Lapuan Virkiä (abbreviated Virkiä) is a sports club from Lapua, Finland. The club was formed in 1907 and currently operates 11 divisions namely skiing, football, ice hockey, volleyball, wrestling, basketball, slalom, orienteering, swimming, fitness and athletics. Another sport that the club excels at is pesäpallo. The men's football first team currently plays in the Kolmonen (Third Division). Their home ground is at the Lapuan keskuskenttä.

==Background==

Virkiä was established in 1907 and most of the time have played in the lower levels of Finnish football.

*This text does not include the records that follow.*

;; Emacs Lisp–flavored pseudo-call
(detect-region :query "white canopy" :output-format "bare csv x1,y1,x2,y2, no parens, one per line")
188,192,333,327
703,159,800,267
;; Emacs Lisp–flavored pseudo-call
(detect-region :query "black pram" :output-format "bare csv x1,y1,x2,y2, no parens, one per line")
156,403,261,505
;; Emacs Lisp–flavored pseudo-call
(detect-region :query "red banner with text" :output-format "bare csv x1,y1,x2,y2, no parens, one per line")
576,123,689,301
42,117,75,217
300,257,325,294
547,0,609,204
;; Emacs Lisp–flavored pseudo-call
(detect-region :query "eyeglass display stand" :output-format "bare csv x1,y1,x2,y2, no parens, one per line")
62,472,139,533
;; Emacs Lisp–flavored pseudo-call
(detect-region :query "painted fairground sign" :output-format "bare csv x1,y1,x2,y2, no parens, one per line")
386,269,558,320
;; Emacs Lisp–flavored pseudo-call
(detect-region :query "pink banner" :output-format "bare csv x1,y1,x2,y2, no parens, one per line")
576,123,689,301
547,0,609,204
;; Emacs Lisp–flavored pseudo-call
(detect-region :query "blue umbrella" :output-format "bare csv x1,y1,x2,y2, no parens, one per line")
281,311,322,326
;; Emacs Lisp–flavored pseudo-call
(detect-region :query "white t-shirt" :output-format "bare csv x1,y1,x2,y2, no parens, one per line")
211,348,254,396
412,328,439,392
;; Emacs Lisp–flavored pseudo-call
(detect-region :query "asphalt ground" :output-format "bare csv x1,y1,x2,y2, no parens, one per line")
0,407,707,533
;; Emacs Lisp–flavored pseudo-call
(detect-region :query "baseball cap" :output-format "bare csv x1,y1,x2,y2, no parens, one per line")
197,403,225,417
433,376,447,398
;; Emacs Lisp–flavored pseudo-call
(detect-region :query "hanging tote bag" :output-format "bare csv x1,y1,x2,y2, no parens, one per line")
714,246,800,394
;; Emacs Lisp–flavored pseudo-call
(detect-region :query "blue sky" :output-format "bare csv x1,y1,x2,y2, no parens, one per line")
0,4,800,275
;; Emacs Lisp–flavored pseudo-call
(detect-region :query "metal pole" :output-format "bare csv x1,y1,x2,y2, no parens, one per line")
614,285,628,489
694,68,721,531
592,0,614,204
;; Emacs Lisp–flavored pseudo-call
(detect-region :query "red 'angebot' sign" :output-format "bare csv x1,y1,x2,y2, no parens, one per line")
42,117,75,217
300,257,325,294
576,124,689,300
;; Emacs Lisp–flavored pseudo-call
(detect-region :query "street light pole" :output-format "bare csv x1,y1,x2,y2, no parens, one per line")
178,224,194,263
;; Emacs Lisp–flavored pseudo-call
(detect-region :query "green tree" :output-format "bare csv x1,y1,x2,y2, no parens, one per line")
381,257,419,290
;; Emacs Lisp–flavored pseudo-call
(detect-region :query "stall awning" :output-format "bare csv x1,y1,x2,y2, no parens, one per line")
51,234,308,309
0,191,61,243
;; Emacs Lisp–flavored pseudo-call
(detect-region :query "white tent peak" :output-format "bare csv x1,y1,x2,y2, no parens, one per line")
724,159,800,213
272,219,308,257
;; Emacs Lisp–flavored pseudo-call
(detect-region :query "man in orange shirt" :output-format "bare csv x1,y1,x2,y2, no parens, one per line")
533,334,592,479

Their key achievement has been one season in the Suomensarja (Finland League), the second tier of Finnish football in 1964. They also have had five spells covering 14 seasons in the third tier, the Kakkonen (Second Division), in 1981–88, 1997, 2000, 2004–06 and 2009. In this respect the club have enjoyed their greatest success over the last decade as they have spent 5 seasons in the Kakkonen (Second Division).

==Season to season==

| Season | Level | Division | Section | Administration | Position | Movements |
|---|---|---|---|---|---|---|
| 2003 | Tier 4 | Kolmonen (Third Division) | Section 10 | Vaasa District (SPL Vaasa) | 1st | Upper Section -1st – Promoted |
| 2004 | Tier 3 | Kakkonen (Second Division) | East Group | Finnish FA (Suomen Pallolitto) | 8th |  |
| 2005 | Tier 3 | Kakkonen (Second Division) | West Group | Finnish FA (Suomen Pallolitto) | 10th | Relegation Play-offs |
| 2006 | Tier 3 | Kakkonen (Second Division) | Group C | Finnish FA (Suomen Pallolitto) | 14th | Relegated |
| 2007 | Tier 4 | Kolmonen (Third Division) |  | Vaasa District (SPL Vaasa) | 7th |  |
| 2008 | Tier 4 | Kolmonen (Third Division) |  | Central Ostrobothnia and Vaasa (SPL Vaasa) | Kesä 3rd | Syksy 1st – Play-offs – Promoted |
| 2009 | Tier 3 | Kakkonen (Second Division) | Group C | Finnish FA (Suomen Pallolitto) | 14th | Relegated |
| 2010 | Tier 4 | Kolmonen (Third Division) |  | Central Ostrobothnia and Vaasa (SPL Vaasa) |  |  |

- 4 seasons in Kakkonen
- 4 seasons in Kolmonen

==Club structure==

Lapuan Virkiä run a large number of teams including 2 men's teams, 1 ladies team, 7 boys teams and 6 girls teams.